Comme Philippe Muray plus tard, la théologie sauvage de Balzac invite à voir dans le catholicisme la clef de lecture pour pénétrer les hérésies du monde moderne, quitte à s’y brûler, possédé, justifiant les ruptures de style comme ses gonflements, lesquels, sans être une « force qui va » mais une langue qui monte, assomptive, toute rougeoyante de passion, ordonnent un Traité de la Volonté en acte politique, aux accents de colère décidée ; ce sont, à proprement parler, des « complaintes satiriques sur les mœurs du temps présent ».

La poétique balzacienne rejoint la tradition satirique de la prophétie de malheur et vient signer l’écriture serpentine d’une Vanité, voilée, dévoilée, par une nouvelle philosophie, l’idéalisme charnel, semblable à cette chambre « parsemée de pointes pleines de feu, de vie, d’intelligence » dans L’Élixir de longue vie.

À l’opposé, l’ostentation de la foi personnelle obéit à un rationalisme de sensibilité protestante qui, en voulant purifier la passion, finit par sacraliser le coeur : le libre examen est une langue qui se mord la queue ; pour Balzac, attentif aux mécanismes de la passion, laquelle est « toute l’humanité » [15], surtout quand elle est corsetée jusqu’au morbide à la manière de Foedora, personnage-type de la femme fatale et de cette Société de l’indifférence, les véritables martyrs ignorés de la foi nue se poétisent, transfigurés en un Père Goriot, Christ de la paternité, en une Madame de Mortsauf, Nouvelle Ève. Contre le charivari philanthropique qui se gonfle de ses bonnes intentions et fait montre de ses démonstrations, Balzac s’incline devant la charité silencieuse d’un Lys dans la vallée, parce qu’elle ne se raconte pas d’histoires, surtout quand cette intimité épouse une liturgie qui la célèbre en un corps politique assumé, royal, intérieurement et sous la peau.
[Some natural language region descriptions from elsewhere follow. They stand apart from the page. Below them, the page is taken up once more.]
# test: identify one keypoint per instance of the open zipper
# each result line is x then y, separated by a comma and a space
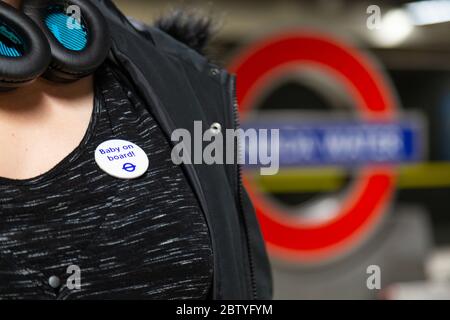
239, 190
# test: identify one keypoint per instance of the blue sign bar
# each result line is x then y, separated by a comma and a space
338, 143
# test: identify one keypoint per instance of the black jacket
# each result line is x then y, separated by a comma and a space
180, 86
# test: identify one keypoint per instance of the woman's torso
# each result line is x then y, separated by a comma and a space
143, 238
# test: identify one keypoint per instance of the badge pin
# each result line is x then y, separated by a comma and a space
121, 159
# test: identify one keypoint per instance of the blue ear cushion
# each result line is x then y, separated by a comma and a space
75, 53
24, 50
74, 38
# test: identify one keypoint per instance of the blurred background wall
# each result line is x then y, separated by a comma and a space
411, 50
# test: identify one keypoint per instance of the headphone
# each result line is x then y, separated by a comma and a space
45, 39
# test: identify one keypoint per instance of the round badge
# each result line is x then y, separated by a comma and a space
121, 159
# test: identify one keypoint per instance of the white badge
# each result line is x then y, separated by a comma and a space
121, 159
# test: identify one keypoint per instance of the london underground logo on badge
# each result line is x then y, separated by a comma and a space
121, 159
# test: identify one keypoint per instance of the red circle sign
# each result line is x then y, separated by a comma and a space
367, 200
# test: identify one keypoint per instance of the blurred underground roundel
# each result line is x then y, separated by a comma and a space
340, 141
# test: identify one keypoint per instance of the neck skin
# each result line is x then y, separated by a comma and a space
41, 123
14, 3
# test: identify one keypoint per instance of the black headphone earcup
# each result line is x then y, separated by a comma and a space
24, 50
78, 51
 « Il est un sentiment supérieur à tous les autres, un amour d’âme à âme qui ressemble à ces fleurs si rares, nées sur les pics les plus élevés de la terre, et dont un ou deux exemples sont offerts à l’humanité de siècle en siècle, par lequel souvent des amants se sont unis, et qui rendent raison des attachements fidèles, inexplicable par les lois ordinaires du monde. C’est un attachement sans aucun mécompte, sans brouilles, sans vanité, sans luttes, sans contrastes même, tant les natures morales se sont également confondues. Ce sentiment immense, infini, né de la Charité catholique, Godefroid en entrevoyait les délices. Il ne pouvait pas croire par moments au spectacle qu’il avait sous les yeux, et il cherchait des raisons à l’amitié sublime de ces cinq personnes, étonné de trouver de vrais catholiques, des chrétiens du premier temps de l’Église dans le Paris de 1835. »[16]

Notes

[1] Philippe Muray, Le XIXe siècle à travers les âges

[2] Ibid.

[3] Pascal Quignard, Le Sexe et l’effroi

[4] Honoré de Balzac, Préface à la Peau de chagrin

[5] Honoré de Balzac, Le curé de village

[6] Honoré de Balzac, Complaintes satiriques sur les mœurs du temps présent

[7] Honoré de Balzac, L’Élixir de longue vie

[8] Honoré de Balzac, Le départ

[9] Honoré de Balzac, Le livre mystique

[10]La Duchesse de Langeais

[11]Traité de la vie élégante

[12]Ce qui disparaît de Paris

[13] Honoré de Balzac, L’Élixir de longue vie

[14] Honoré de Balzac, Catéchisme social

[15] Honoré de Balzac, Avant-Propos de la Comédie humaine

[16] Honoré de Balzac, L’envers de l’histoire contemporaine.